A good law for bad cops 


In between trying to gut Everglades restoration, jacking up phone bills via an industry-written law aimed at increasing "competition," and ignoring the will of the voters on class sizes and statewide rail, the Florida Legislature did find time to protect one group: crooked cops.

The law, SB 1856, passed May 1 and awaits the governor's signature. It enumerates very specific rights for police and corrections officers facing disciplinary action: "The interrogation shall be conducted at a reasonable hour, preferably at a time when the law enforcement officer or correctional officer is on duty. ... All questions directed to the officer under interrogation shall be asked by or through one interrogator. ... The law enforcement or correctional officer under investigation shall be informed of the nature of the investigation prior to any interrogation, and he or she shall be informed of the name of all complainants. ... Interrogating sessions shall be for reasonable periods and shall be timed to allow for such personal necessities and rest periods as are reasonably necessary. ... [The officer] shall not be subjected to offensive language."

The Florida Police Benevolent Association, which pushed the legislation, hypes two other provisions of the bill in its newsletter: The first allows cops to sue people for making false complaints about them: "This new law should make folks think twice about filing false complaints that damage the image and reputation of our officers," boasts its newsletter. The second allows a police officer's attorney to see the evidence against him before he is interrogated.

These rights aren't afforded to ordinary criminal suspects. To do so would stymie investigations and make it harder for investigators to get information.
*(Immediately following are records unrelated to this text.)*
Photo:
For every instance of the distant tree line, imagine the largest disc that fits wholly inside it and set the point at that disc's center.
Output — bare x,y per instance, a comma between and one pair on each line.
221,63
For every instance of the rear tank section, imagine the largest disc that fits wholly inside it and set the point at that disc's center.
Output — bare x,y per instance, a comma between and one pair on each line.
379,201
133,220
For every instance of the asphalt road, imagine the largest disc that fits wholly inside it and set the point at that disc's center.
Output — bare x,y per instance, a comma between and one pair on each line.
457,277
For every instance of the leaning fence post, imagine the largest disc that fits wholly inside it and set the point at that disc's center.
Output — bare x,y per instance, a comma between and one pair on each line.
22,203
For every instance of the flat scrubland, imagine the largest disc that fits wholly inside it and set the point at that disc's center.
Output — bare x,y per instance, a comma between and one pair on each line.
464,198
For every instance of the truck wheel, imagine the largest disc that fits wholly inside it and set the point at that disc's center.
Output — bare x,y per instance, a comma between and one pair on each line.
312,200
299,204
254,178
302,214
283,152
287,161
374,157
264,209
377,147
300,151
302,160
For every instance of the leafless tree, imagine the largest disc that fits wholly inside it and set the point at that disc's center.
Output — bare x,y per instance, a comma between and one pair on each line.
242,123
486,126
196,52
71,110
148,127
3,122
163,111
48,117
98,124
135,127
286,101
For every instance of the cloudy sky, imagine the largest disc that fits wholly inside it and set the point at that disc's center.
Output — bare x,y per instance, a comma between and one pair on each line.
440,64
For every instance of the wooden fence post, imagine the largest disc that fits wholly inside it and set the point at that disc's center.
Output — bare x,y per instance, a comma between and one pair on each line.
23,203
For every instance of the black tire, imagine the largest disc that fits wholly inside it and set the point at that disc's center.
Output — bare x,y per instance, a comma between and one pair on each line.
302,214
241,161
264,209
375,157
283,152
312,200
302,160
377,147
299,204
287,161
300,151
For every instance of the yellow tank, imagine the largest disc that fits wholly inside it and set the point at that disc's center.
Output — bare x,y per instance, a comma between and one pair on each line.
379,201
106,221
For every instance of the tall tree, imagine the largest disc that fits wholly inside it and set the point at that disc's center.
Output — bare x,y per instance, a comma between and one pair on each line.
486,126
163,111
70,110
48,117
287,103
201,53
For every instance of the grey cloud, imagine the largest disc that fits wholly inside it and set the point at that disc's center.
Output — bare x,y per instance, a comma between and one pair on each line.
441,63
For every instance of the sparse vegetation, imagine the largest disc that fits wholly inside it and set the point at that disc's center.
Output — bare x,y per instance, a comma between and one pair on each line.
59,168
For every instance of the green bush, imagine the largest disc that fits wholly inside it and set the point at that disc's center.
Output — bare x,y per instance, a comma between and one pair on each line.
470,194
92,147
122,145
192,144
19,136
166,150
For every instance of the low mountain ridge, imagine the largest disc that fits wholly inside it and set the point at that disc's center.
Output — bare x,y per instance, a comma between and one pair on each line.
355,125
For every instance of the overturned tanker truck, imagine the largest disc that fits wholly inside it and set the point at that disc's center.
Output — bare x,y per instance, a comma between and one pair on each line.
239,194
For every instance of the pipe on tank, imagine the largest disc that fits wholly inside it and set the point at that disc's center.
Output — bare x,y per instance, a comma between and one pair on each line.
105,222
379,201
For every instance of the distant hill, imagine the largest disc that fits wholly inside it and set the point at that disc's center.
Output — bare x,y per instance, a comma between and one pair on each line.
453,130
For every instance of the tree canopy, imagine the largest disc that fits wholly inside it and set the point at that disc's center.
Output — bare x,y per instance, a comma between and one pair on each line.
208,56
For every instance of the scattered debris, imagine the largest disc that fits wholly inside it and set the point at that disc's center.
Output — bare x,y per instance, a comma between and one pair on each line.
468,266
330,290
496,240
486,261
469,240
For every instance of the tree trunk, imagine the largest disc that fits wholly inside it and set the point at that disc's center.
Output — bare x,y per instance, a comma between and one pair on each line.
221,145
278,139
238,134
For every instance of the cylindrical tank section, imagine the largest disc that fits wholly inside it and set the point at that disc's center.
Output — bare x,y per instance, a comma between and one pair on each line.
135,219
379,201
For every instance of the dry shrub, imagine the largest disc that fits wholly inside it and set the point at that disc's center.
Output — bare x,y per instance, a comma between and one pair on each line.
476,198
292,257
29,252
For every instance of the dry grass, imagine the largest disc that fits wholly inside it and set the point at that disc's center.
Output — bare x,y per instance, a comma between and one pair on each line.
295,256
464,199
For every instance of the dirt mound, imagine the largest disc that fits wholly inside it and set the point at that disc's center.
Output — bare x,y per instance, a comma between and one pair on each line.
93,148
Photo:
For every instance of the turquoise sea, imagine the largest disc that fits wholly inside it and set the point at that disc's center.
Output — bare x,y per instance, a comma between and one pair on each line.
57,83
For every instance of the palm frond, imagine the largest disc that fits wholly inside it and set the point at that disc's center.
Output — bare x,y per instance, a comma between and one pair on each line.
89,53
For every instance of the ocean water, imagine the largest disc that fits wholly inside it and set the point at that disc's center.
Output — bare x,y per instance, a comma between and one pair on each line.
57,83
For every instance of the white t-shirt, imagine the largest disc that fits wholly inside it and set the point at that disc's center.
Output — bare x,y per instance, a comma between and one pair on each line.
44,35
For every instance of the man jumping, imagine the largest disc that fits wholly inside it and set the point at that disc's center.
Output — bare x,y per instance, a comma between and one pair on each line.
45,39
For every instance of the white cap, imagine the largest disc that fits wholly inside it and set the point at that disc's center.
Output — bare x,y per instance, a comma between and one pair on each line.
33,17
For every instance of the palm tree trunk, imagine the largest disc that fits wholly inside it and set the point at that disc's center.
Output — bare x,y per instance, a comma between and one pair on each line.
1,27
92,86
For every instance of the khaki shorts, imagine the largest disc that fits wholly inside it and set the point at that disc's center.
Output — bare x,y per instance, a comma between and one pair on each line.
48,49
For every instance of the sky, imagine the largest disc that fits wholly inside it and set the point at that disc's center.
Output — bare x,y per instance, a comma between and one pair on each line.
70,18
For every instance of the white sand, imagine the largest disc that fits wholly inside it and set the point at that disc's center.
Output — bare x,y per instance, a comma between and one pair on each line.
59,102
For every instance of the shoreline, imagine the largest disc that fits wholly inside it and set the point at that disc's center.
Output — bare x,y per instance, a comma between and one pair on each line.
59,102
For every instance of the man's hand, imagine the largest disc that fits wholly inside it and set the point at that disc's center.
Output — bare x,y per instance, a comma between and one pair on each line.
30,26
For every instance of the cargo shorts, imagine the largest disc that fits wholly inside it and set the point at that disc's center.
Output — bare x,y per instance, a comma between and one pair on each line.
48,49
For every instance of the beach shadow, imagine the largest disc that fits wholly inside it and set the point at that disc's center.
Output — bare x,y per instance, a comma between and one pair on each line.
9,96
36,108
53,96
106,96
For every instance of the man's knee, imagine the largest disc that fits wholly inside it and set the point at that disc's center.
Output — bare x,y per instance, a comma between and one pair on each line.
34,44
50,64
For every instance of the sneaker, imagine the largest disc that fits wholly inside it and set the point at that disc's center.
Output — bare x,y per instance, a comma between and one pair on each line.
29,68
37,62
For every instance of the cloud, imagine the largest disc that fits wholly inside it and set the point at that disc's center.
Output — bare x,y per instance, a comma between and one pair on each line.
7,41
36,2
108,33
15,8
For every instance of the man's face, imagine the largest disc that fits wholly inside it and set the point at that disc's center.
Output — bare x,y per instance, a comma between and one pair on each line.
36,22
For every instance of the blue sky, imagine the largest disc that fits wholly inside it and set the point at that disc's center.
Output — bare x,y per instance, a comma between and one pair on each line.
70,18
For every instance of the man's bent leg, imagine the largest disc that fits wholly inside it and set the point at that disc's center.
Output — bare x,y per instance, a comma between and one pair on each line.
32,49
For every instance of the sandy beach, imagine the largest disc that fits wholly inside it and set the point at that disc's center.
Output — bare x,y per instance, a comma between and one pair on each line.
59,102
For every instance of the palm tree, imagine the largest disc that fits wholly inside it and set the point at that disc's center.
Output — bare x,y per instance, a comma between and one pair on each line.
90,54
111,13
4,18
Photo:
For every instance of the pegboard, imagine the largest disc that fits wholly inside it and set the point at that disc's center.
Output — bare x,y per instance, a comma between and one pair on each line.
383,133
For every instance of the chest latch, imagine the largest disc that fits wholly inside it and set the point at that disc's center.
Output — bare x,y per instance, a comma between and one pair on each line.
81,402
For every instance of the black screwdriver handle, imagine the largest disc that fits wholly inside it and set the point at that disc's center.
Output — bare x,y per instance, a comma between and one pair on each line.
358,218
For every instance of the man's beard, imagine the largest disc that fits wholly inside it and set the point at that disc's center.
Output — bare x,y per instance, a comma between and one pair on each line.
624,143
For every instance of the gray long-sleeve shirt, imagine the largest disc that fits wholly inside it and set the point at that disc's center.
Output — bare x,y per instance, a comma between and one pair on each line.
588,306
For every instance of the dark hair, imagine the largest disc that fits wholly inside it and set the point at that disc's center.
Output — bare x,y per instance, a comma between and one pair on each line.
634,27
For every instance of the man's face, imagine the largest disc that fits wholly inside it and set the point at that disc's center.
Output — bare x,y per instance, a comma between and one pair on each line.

But this bill wasn't meant for criminal proceedings. Instead, this law regulates internal-affairs investigations into excessive use of force, forging paperwork and negligence, among other infractions, which can lead to suspensions, demotions and possibly termination.

The rules are different here: Criminal suspects can "plead the Fifth" and clam up when their answers would incriminate them. Not so for cops in disciplinary hearings. They have to answer every question, though those statements can't be used against them if the case turns criminal.

"Our position is, the hard-tactic criminal techniques are not appropriate for a disciplinary interview," says FPBA general counsel Hal Johnson. "We hope it would be done on a more professional level. We're not accusing these people of committing crimes. A police officer doesn't get treated differently if they're under a criminal investigation."

The FPBA convinced state Sen. Alex Diaz de la Portilla (R-Miami) and state Rep. Fred Brummer (R-Apopka) to sponsor the bill, and they pushed it unanimously through both legislative bodies. Johnson says the new law is a clarification in response to police departments using multiple investigators in internal-affairs investigations. "That wasn't the intent [of the original law]," he says. "The intent was one interrogator."

Clarification or not, it does seem cops are getting special treatment. Sen. Rod Smith (D-Gainesville), a former prosecutor, told the St. Petersburg earlier this month that this law may compromise criminal cases, with defense attorneys challenging good cop/bad cop interrogations on equal-protection grounds.

"If it's a problem for police officers, maybe it should be a problem for everybody else," says Florida ACLU general counsel Larry Spalding. "Why should police officers be treated differently than anyone else? I don't understand why the rules are different."

The rules are also different for other public-sector employees under investigation. Non-law-enforcement government workers can't access files until an investigation is over and can't sue for false complaints unless they can prove malice or show that they suffered damages -- no harm, no foul. If the disciplinary investigation goes against them, they can appeal, which then leads to arbitration.

Legislators codified the new advantages just days after a Miami jury convicted four officers of obstructing justice by planting guns on police-shooting victims. "It looks kind of bizarre on the outside," Spalding says.